Author: Karen L. Kleinfelder
Publisher: University of Chicago Press
ISBN: 0226439836
Category: Art
Page: 256
View: 460
Although Pablo Picasso's name is virtually synonymous with modernity, his late graphics repeatedly turn back to the traditional theme of the artist and model. Had the aging artist turned reactionary, or is Picasso's treatment of the theme more subversive than anyone has suspected? In this innovative study, Karen L. Kleinfelder rejects the claim that Picasso's later work was a failure. The failing, she claims, lies more in the way we typically have read the images, treating them merely as reflections of an "old-age" style or of the artist's private life. Focusing on graphics dating from 1954 to 1970, Kleinfelder shows how Picasso plays with the artist-model theme to extend, subvert, and parody both the possibilities and limits of representation. For Kleinfelder, Picasso's graphic work both mystifies and demystifies the creative process, venerates and mocks the effects of aging and the artist's self-image as a living "old master," and acknowledges and denies his own fear of death. Using recent interpretive and literary theory, Kleinfelder probes the three-way relationship between artist, model, and canvas. The dynamics of this relationship provided Picasso with an open-ended textual framework for exploring the dichotomies of man/woman, self/other, and vitality/mortality.
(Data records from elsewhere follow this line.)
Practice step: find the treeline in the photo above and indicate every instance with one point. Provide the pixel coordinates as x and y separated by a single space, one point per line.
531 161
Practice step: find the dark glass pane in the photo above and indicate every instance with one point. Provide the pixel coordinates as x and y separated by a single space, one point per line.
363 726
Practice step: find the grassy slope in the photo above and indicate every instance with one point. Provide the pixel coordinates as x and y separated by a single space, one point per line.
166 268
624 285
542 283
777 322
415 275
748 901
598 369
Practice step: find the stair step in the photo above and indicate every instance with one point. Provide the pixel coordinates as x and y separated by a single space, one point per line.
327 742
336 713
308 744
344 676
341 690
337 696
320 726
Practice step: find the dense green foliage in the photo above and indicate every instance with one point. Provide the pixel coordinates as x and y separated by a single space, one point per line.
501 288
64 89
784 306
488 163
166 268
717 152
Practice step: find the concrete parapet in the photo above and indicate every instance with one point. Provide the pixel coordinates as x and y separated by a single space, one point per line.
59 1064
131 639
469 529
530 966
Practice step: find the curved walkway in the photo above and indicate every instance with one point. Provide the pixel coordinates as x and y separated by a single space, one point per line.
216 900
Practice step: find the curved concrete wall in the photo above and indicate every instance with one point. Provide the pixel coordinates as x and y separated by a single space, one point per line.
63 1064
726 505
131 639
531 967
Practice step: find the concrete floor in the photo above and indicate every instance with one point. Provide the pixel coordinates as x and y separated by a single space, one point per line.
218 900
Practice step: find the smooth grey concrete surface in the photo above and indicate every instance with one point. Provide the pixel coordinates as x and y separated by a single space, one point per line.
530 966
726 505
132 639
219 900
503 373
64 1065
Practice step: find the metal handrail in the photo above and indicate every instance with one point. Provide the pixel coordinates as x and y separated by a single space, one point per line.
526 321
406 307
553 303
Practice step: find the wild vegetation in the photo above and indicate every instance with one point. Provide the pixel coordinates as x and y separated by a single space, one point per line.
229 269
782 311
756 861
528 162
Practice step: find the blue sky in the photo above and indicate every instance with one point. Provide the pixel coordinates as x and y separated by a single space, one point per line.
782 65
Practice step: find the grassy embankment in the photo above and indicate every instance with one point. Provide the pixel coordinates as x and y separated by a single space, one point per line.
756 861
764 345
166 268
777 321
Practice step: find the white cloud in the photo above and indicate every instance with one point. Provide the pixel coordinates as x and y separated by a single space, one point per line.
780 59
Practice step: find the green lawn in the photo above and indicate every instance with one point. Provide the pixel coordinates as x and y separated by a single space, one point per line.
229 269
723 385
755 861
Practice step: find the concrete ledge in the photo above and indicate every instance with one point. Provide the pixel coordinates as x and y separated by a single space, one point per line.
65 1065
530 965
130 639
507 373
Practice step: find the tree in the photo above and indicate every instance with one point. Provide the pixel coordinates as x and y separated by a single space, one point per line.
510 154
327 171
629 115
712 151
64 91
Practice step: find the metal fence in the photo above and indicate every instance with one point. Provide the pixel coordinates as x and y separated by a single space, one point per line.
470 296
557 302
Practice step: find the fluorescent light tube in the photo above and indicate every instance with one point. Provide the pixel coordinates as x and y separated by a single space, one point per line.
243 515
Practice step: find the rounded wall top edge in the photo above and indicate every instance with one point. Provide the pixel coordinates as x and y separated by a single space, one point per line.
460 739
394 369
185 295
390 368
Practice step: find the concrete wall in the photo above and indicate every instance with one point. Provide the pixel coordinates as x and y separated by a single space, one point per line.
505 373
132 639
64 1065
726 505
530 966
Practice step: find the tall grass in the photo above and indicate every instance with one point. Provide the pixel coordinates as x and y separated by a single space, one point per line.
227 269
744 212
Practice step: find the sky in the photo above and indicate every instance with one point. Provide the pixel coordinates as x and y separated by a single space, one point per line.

What unfolds is the artist's struggle not only with the impossibility of representing the model on canvas, but also with the inevitability of his own death. Kleinfelder explores how Picasso's means of pursuing these issues allows him to defer closure on a long, productive career. By focusing on the graphics rather than the paintings, Kleinfelder contradicts the primacy of the painted "masterpiece"; she steers the reader away from the assumption that the artist must work toward creating a final body of work that signifies the culmination of his search for a coherent identify. Picasso's search, she argues, realizes itself in the creative process. She interprets the late graphics not as a biographical statement but as a tool for investigating the possibilities of representation within the limits of Picasso's medium and his lifetime. Richly illustrated, Kleinfelder's book will open up new approaches to the late work of this complex artist.